Some Toronto restaurants gearing up for patio dining this Friday face staff shortages
Restaurants across Ontario are scrambling to set-up patios as outdoor dining is set to resume on Friday, but with many employees not returning to work, finding new staff is proving to be a big challenge.
“A bit over 50 per cent (staff) returned,” said Oretta bar manager Alessandro Aureli. “We thought we were going to get more people to come in, but some of our staff have moved on, don’t feel safe yet to come back and that is understandable.”
The King Street West restaurant has been proactively planning for the return of patio season and even held a hiring blitz last week, but they will still be short staffed —meaning managers will have to serve and bus tables themselves.
“I thought we were going to get a better response,” said Aureli, who adds it’s highly competitive in the industry to hire experienced staff. “If you like someone you have to hire them right away – we were getting emails two hours later saying they accepted another job.”
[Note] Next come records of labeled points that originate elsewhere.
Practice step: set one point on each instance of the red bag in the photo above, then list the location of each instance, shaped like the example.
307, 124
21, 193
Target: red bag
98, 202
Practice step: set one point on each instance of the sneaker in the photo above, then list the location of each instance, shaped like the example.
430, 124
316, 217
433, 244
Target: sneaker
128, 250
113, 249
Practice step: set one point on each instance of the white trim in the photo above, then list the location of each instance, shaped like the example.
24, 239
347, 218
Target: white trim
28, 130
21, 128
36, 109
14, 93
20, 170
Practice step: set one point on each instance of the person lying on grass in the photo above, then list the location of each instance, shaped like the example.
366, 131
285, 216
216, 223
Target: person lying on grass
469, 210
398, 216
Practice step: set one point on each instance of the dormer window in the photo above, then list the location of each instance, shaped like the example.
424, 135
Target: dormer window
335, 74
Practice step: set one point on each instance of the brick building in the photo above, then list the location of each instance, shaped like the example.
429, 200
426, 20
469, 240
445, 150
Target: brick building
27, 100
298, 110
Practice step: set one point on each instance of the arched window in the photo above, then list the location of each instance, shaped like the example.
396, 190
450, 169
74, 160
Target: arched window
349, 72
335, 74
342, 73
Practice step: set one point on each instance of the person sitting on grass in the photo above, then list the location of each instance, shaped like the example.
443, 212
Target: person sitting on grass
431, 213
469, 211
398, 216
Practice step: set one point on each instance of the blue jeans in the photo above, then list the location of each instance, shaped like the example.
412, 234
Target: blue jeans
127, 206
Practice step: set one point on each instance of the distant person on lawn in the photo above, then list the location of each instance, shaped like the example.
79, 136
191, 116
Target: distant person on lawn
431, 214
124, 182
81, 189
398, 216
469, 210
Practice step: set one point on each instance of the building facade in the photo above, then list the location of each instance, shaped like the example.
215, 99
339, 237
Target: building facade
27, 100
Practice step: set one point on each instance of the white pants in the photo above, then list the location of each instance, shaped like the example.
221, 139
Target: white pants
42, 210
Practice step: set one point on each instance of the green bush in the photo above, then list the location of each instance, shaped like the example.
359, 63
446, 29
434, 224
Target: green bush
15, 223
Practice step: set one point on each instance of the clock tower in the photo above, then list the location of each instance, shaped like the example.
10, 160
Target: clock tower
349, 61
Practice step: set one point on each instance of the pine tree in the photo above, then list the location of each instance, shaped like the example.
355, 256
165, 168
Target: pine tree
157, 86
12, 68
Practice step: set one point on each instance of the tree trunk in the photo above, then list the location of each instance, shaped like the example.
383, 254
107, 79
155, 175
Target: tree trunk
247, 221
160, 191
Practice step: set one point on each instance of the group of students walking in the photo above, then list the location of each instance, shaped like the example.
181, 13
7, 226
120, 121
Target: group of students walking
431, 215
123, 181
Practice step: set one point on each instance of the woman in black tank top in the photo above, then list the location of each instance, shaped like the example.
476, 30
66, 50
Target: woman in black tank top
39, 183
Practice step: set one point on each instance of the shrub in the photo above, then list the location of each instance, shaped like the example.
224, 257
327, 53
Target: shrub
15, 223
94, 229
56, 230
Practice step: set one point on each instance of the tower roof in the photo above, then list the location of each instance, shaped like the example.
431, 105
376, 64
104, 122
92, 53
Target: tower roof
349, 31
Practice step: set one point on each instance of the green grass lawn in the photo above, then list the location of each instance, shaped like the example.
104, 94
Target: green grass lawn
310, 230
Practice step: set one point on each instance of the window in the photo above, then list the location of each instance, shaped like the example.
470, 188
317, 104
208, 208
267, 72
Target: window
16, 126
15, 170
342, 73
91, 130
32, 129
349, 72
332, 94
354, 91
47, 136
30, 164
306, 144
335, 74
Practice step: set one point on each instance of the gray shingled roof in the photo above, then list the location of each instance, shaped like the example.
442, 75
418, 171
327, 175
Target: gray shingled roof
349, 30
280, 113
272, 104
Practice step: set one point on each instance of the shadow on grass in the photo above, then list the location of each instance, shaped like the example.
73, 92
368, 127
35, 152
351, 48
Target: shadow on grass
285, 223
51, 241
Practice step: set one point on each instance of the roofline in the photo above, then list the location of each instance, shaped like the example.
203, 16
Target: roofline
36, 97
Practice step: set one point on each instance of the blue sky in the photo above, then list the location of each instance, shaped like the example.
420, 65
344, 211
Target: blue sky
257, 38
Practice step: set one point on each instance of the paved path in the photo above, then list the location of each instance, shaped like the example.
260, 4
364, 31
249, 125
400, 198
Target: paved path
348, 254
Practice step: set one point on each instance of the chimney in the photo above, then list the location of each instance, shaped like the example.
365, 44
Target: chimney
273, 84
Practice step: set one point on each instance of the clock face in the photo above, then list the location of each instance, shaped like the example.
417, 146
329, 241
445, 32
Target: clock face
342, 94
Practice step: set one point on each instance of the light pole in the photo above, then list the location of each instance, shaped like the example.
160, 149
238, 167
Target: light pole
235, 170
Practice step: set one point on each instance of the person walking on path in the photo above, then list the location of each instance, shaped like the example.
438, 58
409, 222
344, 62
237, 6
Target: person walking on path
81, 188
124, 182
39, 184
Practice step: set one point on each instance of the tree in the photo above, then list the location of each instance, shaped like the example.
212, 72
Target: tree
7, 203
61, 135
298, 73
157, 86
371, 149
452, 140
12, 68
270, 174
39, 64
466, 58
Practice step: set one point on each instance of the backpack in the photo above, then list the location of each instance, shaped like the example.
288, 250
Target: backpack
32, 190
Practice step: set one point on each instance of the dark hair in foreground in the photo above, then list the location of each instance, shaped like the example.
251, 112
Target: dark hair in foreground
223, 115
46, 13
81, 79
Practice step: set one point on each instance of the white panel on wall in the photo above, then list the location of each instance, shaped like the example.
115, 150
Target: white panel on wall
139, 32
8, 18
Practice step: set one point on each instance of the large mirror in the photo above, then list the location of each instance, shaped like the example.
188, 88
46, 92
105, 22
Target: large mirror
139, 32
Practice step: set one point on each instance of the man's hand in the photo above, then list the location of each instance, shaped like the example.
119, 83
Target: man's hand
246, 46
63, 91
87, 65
The Ontario government had originally estimated moving into Step 1 of its reopening plan the week of June 14 and the decision to move it up a few days ahead of schedule caught some restaurants by surprise.
“We didn’t expect this Friday to be open, we’re always aiming for June 14 and it’s hard to rally employees to get their schedule in place so soon,” said Belfast Love manager Claudio Savone.
He said only about a quarter of their staff will be returning for this weekend.
“Luckily, we have three other venues to support us.”
According to Restaurants Canada, the food service and hospitality industry employed 454,000 people in Ontario before the pandemic. That number was down to 326,000 as of May 2021.
For much of the pandemic, dinning has been prohibited and industry experts say the cycle of shutdowns and reopenings has forced many people to make a career change.
“A lot of staff have been laid off for so long, have left the industry and taken other jobs,” said James Rilett, Vice President, Central Canada, for Restaurants Canada.
“You have to have certainty, you have to be able pay your bills and feed your families –it is hard to replace them, these are a lot of talented staff, so there will be some bumps in the road.”
Another factor Aureli believes is financial support from the federal government including the CERB that was introduced in early 2020 as COVID-19 forced many businesses to close.
“A lot of the jobs are minimum wage, or below minimum wage – for some people the choice is easy and it is better to be home and safe.”
Despite the staff shortages, many restaurants say they will make due, planning more hiring blitzes when there is a guarantee that indoor dinning will be allowed again.